Performance Evaluation of Variational Quantum Eigensolver and Quantum Dynamics Algorithms on the Advection-Diffusion Equation
A. Barış Özgüler
TL;DR
The paper benchmarks near-term quantum PDE solvers by comparing a VQE-based linear-system approach against quantum dynamics methods (Trotterization, VarQTE, AVQDS) for a 1D advection-diffusion equation, using a noiseless statevector baseline to isolate algorithmic performance.
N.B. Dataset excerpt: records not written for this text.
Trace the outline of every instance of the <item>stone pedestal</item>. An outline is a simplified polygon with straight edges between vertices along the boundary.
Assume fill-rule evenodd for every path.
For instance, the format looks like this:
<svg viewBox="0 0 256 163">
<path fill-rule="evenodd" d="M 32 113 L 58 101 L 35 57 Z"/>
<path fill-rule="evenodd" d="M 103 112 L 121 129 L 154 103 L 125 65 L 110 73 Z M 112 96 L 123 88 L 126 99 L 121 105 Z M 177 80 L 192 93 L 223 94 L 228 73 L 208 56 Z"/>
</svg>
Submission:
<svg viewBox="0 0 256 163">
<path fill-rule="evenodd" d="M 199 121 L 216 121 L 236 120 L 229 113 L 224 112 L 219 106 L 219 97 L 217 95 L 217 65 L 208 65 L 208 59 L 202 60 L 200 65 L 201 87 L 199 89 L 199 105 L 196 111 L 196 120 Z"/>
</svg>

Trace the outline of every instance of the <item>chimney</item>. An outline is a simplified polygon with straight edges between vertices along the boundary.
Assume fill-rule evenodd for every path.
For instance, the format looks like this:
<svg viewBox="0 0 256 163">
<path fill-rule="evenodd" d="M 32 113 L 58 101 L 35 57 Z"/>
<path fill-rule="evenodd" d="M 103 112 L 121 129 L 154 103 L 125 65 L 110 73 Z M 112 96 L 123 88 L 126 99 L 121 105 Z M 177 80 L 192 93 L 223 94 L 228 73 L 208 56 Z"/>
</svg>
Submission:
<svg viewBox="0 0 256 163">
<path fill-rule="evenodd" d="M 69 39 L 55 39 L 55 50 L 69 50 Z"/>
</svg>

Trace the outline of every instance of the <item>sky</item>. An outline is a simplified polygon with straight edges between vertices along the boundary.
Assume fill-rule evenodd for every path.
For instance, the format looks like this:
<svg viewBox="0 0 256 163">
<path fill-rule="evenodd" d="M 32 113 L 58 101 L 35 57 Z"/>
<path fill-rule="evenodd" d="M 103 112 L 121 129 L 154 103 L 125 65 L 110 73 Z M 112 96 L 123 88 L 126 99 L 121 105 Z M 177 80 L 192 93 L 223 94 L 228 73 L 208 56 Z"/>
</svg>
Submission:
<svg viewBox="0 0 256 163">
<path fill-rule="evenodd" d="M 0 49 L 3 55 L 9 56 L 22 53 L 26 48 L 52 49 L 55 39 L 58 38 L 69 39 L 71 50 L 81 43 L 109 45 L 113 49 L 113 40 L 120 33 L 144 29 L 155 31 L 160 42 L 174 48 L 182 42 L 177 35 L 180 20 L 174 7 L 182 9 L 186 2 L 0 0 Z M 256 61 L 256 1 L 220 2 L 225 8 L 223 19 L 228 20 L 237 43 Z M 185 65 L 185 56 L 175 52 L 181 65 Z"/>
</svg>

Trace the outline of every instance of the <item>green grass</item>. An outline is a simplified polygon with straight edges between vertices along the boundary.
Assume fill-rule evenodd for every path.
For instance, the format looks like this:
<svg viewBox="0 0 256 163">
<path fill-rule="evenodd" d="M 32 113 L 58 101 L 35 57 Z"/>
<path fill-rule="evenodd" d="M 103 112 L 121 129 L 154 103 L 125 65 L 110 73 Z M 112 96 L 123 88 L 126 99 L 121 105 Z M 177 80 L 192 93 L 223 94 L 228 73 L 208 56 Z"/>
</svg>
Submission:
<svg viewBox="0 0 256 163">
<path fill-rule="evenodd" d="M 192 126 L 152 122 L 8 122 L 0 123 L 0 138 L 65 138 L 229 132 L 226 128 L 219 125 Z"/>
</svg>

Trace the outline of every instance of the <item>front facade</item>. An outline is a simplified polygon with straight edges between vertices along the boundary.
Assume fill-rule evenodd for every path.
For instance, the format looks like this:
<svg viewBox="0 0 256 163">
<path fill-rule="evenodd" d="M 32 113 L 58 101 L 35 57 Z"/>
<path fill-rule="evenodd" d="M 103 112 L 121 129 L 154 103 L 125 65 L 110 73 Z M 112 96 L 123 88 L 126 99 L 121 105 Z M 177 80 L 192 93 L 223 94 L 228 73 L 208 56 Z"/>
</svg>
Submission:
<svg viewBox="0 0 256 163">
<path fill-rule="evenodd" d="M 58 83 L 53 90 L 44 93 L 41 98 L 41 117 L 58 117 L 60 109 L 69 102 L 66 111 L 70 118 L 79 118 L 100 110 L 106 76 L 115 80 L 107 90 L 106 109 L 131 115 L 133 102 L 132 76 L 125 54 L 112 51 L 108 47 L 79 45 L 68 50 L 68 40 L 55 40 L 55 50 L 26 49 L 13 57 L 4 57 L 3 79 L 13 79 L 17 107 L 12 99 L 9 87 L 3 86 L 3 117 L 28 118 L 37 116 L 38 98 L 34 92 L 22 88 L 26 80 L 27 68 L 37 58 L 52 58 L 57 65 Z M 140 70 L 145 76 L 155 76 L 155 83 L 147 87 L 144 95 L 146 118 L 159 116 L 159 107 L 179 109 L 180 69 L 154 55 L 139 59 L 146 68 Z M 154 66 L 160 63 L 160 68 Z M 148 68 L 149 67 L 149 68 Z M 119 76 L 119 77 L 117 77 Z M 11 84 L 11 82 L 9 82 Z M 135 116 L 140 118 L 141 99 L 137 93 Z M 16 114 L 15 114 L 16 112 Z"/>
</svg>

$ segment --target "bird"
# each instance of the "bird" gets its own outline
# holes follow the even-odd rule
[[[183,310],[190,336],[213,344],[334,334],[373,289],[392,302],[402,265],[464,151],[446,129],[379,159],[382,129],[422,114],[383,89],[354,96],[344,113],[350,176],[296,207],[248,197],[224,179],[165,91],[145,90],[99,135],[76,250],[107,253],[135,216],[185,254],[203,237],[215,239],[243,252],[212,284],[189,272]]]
It demonstrates that, for $N=4$ qubits, the VQE solver can reach final-time fidelities as good as $\mathcal{O}(10^{-9})$ with moderate circuit depth, outperforming hardware runs that exhibit fidelities around $\mathcal{O}(10^{-1})$. The work provides a rigorous comparison of resource demands, showing VQE requires far fewer entangling gates than Trotter-based methods and offers a clean algorithmic baseline for PDE solvers on NISQ hardware. It also outlines clear paths to bridge toward real hardware performance, including noise modeling, error mitigation, and extension to higher dimensions and nonlinear PDEs relevant to engineering and finance.
Abstract
We investigate the potential of near-term quantum algorithms for solving partial differential equations (PDEs), focusing on a linear one-dimensional advection-diffusion equation as a test case. This study benchmarks a ground-state algorithm, Variational Quantum Eigensolver (VQE), against three leading quantum dynamics algorithms, Trotterization, Variational Quantum Imaginary Time Evolution (VarQTE), and Adaptive Variational Quantum Dynamics Simulation (AVQDS), applied to the same PDE on small quantum hardware. While Trotterization is fully quantum, VarQTE and AVQDS are variational algorithms that reduce circuit depth for noisy intermediate-scale quantum (NISQ) devices. However, hardware results from these dynamics methods show sizable errors due to noise and limited shot statistics. To establish a noise-free performance baseline, we implement the VQE-based solver on a noiseless statevector simulator. Our results show VQE can reach final-time infidelities as low as ${O}(10^{-9})$ with $N=4$ qubits and moderate circuit depths, outperforming hardware-deployed dynamics methods that show infidelities $\gtrsim 10^{-1}$. By comparing noiseless VQE to shot-based and hardware-run algorithms, we assess their accuracy and resource demands, providing a baseline for future quantum PDE solvers. We conclude with a discussion of limitations and potential extensions to higher-dimensional, nonlinear PDEs relevant to engineering and finance.